Notes on the SB-220 HV board by AG6YJ
The combination of being retired and being a ham leads to a lot of tinkering. And as the owner of a Heathkit SB-220 which for some reason was aging more rapidly than myself, I set out to do a rebuild. The internet is full of advice, some good, some bad, and some absurd, so I selected a reasonable subset of information and did a respectable job of rebuilding it and getting it back on the air.

But along the way the tinkering spirit led me to lay out a couple of PCBs to clean up some of my work. So when the boards eventually came in, the chassis went back on the bench and went through another revision. And like so often happens, I realized that the boards could be a little better and set out to design another set.

Well, when you order printed circuit boards, you don’t get just one. Generally I get several dozen so if I am lucky enough to have a useful design, I can have spares to give a few to friends.

In any case, this time I elected to sell a few on eBay to further support my otherwise frivolous tinkering. There is no intent here to compete with the other boards (W7RY and others), they do a good job and provide a reliable source for much needed replacement parts.

I did use this board to upgrade 3 different amps.  Two SB-220s and one HL-2200.  Of course along the way I did a lot of other upgrading.
This is the dis-assembled version of the HL-2200.  One of the 220s is behind it.  I decided to re-do the capacitor bank as well.  Boards are on the way.  I also added a fan speed control to the 220.  Used a controller from ebay.  It works fine but is a little kludgey...

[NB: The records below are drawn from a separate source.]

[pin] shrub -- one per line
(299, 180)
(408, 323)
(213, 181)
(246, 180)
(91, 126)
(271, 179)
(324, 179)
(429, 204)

The HV diode board:  (this is from the kit that I put on Ebay)
For the most part, the diode rectifier board is a drop in replacement for the original board in the HeathKit SB-220/221.
However, it has a number of additional features not included on the original.

  • Connectors to allow the front panel to be removed or extended during service. The original pads are still present and can be used if connectors to the front panel are not desired.
  • A fuse and a 5w resistor in series with the high voltage to minimize damage in the event of a tube failure.
  • A string of 1N5408 diodes for the voltage doubler (larger than the originals)
  • A filter cap across the high voltage output.
  • Diode protection for the plate meter.
  • A string of 1N4007 diodes to replace the original Zener, including capacitors to filter the voltage.
  • A string of 2meg resistors to divide the high voltage for the voltmeter.
  • A limiting resistor to provide the current for LEDs on the panel meters if you decide to do that.
To use the connectors to allow the front panel to be removed, you must add a few new wires to the board. The Relative Power wire must first go to the board so that it can go through the connector to the front panel. Similarly, you also have to route the lamp voltage through the board. Being able to remove and protect the front panel is worth the extra effort.

If you elect to replace the original #47 lamps in the meters with the provided Led arrays you will have to come up with the appropriate dc voltage. The arrays are a string of Leds totaling nearly 12v, so to operate from the original filament voltage of 5vac you will need some sort of voltage multiplier.

One method is to build a voltage quadrupler (about 28vdc). A 150-200 ohm resistor on the board is about right in this case if the two arrays are placed in series.  Use 200uf to 500uf 16V caps and 1N4004 diodes or better.
It is fairly easy to put this little circuit on the front panel using a terminal strip.